Since there seems to be an app for everything, it’s no surprise that there is an app for cheating. But it’s not just an app. There are hundreds of companies and apps that can be used to complete homework, tests, writing assignments, and even student essays and exams.
But what surprised me most as an educator playing this cat-and-mouse game for decades is that cheating is now spread and outsourced internationally and fueled by investors in venture capitalists, Wall Street investors and billionaire companies. One of the largest companies whose services allow students to cheat, Chegg, faces a lawsuit filed in September by the large textbook company Pearson.
Companies like Chegg and Course Hero offer monthly subscription formats – similar to Netflix – in which students pay $ 10 or $ 15 per month for 24-hour access to resources, including exam questions, textbook solutions and homework help, which means subscribers can upload an issue to their accounts and expect proven answers within minutes or within an hour. They also have on-demand access to numerous experts, often based overseas (Chegg employs over 70,000 experts in India), with advanced degrees in math, science, engineering, technology, business, economics and other subjects. These experts, available online 24/7, are the source of step-by-step answers.
Companies like Grade Bees and EduBirdie will even write your five-page reflective paper or 25-page essay, as original work, at varying prices. English-speaking writers from all over the world are for hire, in some cases within days or even hours. Some sites and guides inform the student that their relationship will be closely watched, and no, the student’s teacher shouldn’t be able to find out, at least not with the right precautions.
Cheating is so prevalent that the Stanford University Graduate Student Council recently announced that it has approved revisions to its Academic Honor Code to allow oversight of tests. If the changes are adopted, they will represent the first revision of the code since 1977, according to the student newspaper. Reported honor code violations have increased 114% in the past two years.
Numerous reports have chronicled widespread cheating in colleges and universities, especially in STEM fields. This year, articles in Forbes, the Wall Street Journal and UK publications including Education Technology shed light on the growth and profits of state-owned companies like Chegg.
Chegg said 4.9 million subscribers at the end of June, a 31% year-over-year increase, and $ 198.5 million in quarterly revenue, also a 30% year-over-year increase on the other. Among its many services, there is a way for cheaters to overcome the obstacle of problem-solving questions, in which students are invited to show how they got their answers. On-demand Chegg experts can personally answer the subscriber’s unique test or duty question.
An unintended consequence of technology enabling distance learning and exams, students are increasingly finding sites online where they can get grades and diplomas by cheating.
How do we curb this global supply chain of cheating and its threat to the integrity of our students and our education systems?
The answer depends on the motivation behind the decision to cheat. Some students don’t see this as cheating because they are paying a legitimate company for the service; many feel obliged to obtain the marks and thus justify their means. Other students can use these services to make up for learning lost when in-person instruction was interrupted during the pandemic.
Many students who cheat shy away from the academic consequences, as there are few technological solutions to capture the original answers provided by the experts, and plagiarism detection software cannot detect the original work purchased and paid for by these students.

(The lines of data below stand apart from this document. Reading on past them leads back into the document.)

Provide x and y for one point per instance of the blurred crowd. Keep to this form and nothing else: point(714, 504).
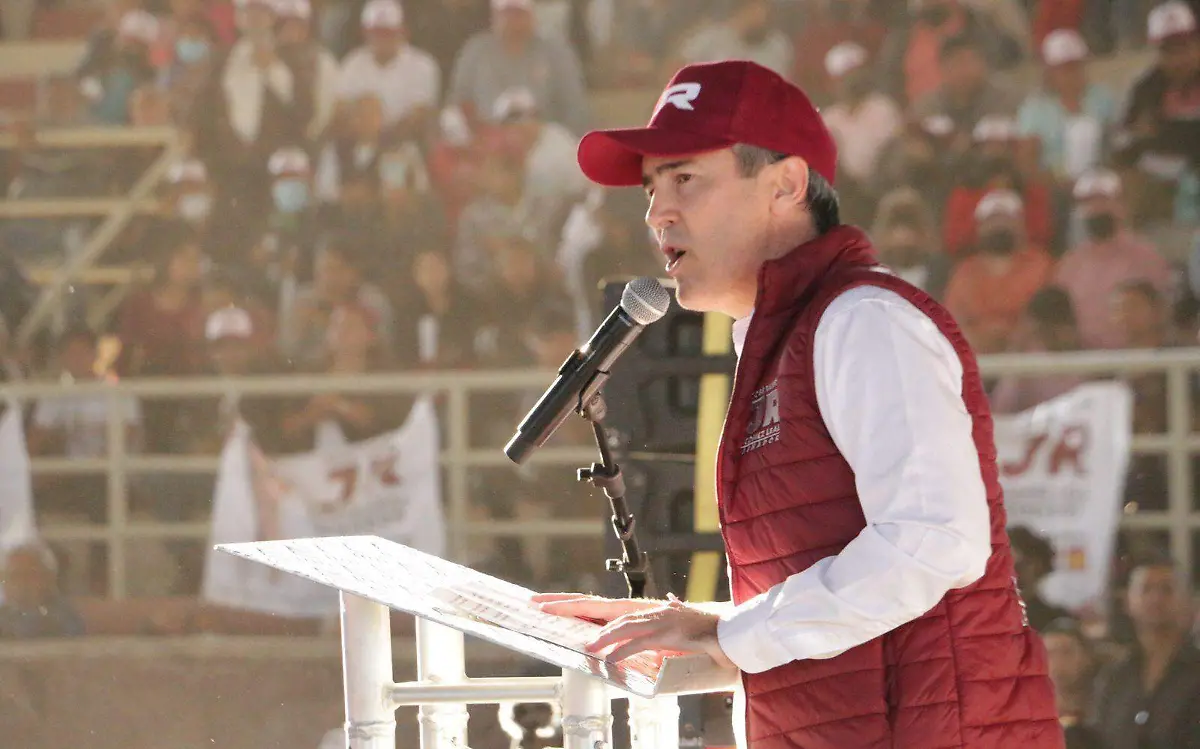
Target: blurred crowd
point(373, 185)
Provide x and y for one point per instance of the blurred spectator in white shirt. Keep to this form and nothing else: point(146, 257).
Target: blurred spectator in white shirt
point(747, 34)
point(862, 119)
point(1110, 256)
point(511, 55)
point(1069, 118)
point(117, 64)
point(907, 238)
point(256, 103)
point(190, 193)
point(315, 63)
point(405, 78)
point(78, 425)
point(552, 178)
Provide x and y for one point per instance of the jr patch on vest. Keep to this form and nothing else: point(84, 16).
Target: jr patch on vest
point(763, 426)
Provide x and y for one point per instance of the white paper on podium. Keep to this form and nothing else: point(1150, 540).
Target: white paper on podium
point(477, 604)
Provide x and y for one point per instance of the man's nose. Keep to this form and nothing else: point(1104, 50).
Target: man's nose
point(660, 214)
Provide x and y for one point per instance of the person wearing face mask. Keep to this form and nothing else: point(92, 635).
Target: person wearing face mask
point(1069, 117)
point(1161, 126)
point(991, 165)
point(747, 34)
point(912, 60)
point(861, 119)
point(256, 102)
point(115, 65)
point(316, 63)
point(989, 291)
point(195, 52)
point(191, 193)
point(1110, 255)
point(909, 240)
point(293, 219)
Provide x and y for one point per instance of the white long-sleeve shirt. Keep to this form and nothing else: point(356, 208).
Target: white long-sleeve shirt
point(889, 389)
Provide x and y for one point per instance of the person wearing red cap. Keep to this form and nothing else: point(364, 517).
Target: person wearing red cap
point(873, 583)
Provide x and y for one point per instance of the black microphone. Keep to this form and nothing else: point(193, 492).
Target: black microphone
point(643, 301)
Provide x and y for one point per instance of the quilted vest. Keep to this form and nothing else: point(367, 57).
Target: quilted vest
point(970, 672)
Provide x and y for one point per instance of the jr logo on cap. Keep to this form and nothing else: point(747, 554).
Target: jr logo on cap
point(681, 95)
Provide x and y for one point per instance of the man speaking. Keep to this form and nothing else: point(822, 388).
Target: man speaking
point(874, 597)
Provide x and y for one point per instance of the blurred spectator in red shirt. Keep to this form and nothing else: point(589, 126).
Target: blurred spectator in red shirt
point(993, 166)
point(967, 91)
point(906, 235)
point(34, 606)
point(923, 156)
point(117, 64)
point(161, 325)
point(438, 318)
point(1048, 325)
point(913, 60)
point(989, 291)
point(1110, 256)
point(454, 149)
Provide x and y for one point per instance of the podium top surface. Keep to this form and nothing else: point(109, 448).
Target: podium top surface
point(477, 604)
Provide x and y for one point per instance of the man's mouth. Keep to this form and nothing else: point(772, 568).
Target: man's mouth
point(673, 256)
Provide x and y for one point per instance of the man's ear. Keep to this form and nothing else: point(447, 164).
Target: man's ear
point(791, 184)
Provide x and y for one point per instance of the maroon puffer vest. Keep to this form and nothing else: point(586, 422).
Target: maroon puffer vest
point(967, 673)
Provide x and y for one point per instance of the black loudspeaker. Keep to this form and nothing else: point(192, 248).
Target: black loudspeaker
point(653, 394)
point(653, 400)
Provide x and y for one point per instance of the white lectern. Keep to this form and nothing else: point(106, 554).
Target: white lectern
point(449, 600)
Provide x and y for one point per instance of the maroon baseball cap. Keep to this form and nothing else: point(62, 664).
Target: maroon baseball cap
point(708, 107)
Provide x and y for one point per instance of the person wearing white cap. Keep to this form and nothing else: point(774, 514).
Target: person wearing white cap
point(989, 291)
point(991, 165)
point(1069, 117)
point(112, 71)
point(1110, 255)
point(191, 192)
point(552, 179)
point(310, 55)
point(969, 91)
point(862, 119)
point(406, 79)
point(1161, 125)
point(510, 55)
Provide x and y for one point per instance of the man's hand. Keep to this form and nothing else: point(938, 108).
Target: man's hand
point(639, 625)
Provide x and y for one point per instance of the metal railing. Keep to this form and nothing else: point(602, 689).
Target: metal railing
point(114, 214)
point(1180, 521)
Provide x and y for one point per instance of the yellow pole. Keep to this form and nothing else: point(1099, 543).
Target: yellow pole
point(714, 399)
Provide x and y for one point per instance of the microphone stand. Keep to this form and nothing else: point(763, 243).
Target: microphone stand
point(607, 478)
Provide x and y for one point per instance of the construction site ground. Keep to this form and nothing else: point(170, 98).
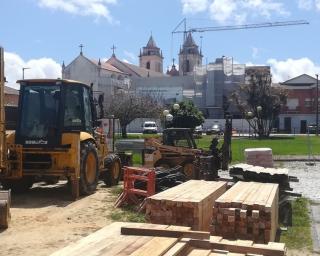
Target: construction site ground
point(45, 220)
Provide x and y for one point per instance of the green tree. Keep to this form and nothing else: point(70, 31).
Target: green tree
point(128, 106)
point(187, 116)
point(260, 102)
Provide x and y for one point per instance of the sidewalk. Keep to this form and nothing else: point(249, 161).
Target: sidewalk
point(296, 158)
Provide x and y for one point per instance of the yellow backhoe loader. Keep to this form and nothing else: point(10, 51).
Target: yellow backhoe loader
point(56, 138)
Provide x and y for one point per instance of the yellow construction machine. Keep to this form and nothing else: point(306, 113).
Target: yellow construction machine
point(56, 137)
point(177, 147)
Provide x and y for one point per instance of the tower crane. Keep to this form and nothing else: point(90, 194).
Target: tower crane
point(237, 27)
point(185, 31)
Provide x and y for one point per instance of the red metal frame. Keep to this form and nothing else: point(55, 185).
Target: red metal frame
point(130, 193)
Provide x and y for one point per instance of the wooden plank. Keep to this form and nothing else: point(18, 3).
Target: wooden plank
point(156, 246)
point(176, 249)
point(164, 233)
point(199, 252)
point(235, 248)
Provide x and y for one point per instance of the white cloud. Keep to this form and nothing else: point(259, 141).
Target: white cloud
point(96, 8)
point(126, 61)
point(287, 69)
point(130, 55)
point(236, 11)
point(255, 52)
point(39, 68)
point(309, 4)
point(305, 4)
point(194, 6)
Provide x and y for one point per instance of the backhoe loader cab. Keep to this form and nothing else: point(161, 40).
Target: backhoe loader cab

However, in 2020 Australian lawmakers made it illegal to organize or advertise the sale of certain cheating services such as writing paid essays. Did it have an effect? According to Forbes author Derek Newton, many of the biggest and best-known copywriting factories are going out of business there. But even then, the fear of getting caught is probably not enough motivation to stop all the cheating students.
Another action that should target fraudulent businesses is to get Visa and PayPal to stop acting as payment intermediaries for them. And professors and their universities could join the Pearson trial, although that may be a step too far for most risk-averse higher education institutions.
Countering this cheating requires a coordinated effort on the part of educational institutions and their accreditation bodies, with accreditation agencies possibly modifying online professional entrance exams to prevent cheating. Fields such as engineering, science, and nursing will lose out in the long run if new students cheat to enter professions.
Indeed, it is our society that loses the most from this cheating in plain view. Cheating corrupts the individual who cheats, yes, but it also erodes the trust we have in our education system, its honest graduates, and the people we depend on to build technology that truly serves human interaction, decision making. and success.